Да и не с революции всё началось! Вот слова из официального обихода царской России времён Первой мировой войны: «Продпаровоз», «Продвагон», ГИУ, ГАУ, «Продуголь», «Продамет», Согор (Союз городов), Земгор, ГУЗЗ, ВОКЗ, «Комкож», «Осотоп», Хлебармия, «Центросахар», «Саломас», Закупсбыт, Руссуд… Иными словами, Советская Россия получила и «канцелярит», и названия многих учреждений по наследству от царизма. Да и объективный смысл в новых сокращениях и аббревиатурах был — новый век требовал краткости.
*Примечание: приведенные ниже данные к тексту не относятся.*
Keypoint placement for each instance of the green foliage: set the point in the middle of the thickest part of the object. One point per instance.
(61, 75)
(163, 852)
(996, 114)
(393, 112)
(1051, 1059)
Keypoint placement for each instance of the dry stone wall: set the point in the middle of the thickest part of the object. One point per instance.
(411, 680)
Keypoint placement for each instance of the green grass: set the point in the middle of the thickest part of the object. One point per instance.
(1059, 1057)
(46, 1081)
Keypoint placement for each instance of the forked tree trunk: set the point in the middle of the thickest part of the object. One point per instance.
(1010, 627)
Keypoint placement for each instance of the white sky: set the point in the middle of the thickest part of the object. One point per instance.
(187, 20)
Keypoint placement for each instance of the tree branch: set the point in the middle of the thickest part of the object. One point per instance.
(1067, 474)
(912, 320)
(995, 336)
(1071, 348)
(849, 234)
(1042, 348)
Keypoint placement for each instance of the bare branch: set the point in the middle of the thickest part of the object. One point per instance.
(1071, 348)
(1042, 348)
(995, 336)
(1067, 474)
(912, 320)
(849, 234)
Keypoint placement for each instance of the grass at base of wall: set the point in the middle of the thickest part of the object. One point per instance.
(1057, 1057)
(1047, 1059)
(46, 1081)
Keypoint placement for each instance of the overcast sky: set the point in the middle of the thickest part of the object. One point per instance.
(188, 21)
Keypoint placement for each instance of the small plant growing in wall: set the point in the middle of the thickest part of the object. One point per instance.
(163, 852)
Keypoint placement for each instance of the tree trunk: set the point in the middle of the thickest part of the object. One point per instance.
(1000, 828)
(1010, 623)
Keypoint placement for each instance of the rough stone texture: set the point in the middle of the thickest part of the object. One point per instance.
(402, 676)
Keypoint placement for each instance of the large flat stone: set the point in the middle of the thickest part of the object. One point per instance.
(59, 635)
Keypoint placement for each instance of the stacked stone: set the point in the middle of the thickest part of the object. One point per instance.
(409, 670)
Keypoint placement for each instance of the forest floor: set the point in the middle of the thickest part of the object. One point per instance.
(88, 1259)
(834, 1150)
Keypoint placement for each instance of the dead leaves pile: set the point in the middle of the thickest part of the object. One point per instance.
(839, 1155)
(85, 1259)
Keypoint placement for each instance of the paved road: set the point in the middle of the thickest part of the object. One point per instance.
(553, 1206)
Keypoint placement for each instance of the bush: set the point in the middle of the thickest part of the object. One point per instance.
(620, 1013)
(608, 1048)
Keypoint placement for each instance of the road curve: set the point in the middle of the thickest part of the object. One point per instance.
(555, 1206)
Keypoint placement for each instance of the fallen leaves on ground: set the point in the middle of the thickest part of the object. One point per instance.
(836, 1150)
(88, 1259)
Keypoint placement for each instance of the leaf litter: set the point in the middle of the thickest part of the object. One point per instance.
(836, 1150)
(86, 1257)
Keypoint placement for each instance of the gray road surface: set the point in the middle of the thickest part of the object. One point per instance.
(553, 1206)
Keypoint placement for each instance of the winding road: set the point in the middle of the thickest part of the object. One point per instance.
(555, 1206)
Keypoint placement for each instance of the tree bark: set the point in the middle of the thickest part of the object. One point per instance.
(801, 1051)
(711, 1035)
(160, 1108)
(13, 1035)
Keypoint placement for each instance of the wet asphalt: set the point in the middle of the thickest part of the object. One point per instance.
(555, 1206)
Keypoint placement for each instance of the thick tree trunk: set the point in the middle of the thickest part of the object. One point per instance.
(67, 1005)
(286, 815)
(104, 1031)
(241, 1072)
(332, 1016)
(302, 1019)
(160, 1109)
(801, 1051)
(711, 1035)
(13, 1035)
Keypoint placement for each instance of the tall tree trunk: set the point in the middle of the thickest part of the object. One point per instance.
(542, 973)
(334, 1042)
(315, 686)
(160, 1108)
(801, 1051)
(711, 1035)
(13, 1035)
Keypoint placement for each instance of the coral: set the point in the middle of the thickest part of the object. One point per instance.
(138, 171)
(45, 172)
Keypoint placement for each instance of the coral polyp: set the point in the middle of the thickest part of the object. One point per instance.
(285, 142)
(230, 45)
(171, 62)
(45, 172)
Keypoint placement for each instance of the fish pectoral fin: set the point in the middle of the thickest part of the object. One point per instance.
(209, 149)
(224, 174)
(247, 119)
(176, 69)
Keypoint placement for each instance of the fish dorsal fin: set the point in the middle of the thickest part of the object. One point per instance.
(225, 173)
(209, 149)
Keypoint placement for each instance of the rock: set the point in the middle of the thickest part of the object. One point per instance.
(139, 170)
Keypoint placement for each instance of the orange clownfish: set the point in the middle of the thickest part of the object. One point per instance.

Однако, увы, нельзя просто так отмахнуться от следующего заявления Пильского: «Русский язык изуродован и искалечен. Он убит канцелярщиной, задушен партийной книжностью, обезличен и заражён. Значительная часть нынешнего лексикона совершенно недоступна пониманию… Никогда ещё русский язык не испытывал такого засилия иностранщины, как сейчас… Все стараются „свою образованность показать“, и ораторы, и газеты, и декреты глушат и пугают загадочными словами — „дауэсизация“, „диспропорция“, „рентабельность“, „дезавуировать“…»

Живи Пётр Пильский в «демократически»-«россиянской» России, он мог бы ряд и продолжить: «консенсус», «презентация», «спонсор», «инвестор», «приватизация», «ваучер», «дилер», «брокер», «анимация», «инфляция», «глобализация», «рейдер», «шахид», «спикер», «хакер», «ток-шоу» и так далее…

Как сообщал сам Пильский, он узнал о насилии над русским языком не столько из повседневной практики, сколько из книги А. Селищева «Язык революционной эпохи», изданной в Москве в 1928 году. Узнал и резонно задался вопросом: «Откуда же пошёл этот сумбур?». Однако ответил лживо: «Конечно же, из революционного подполья… Особенно постарался тут Ленин».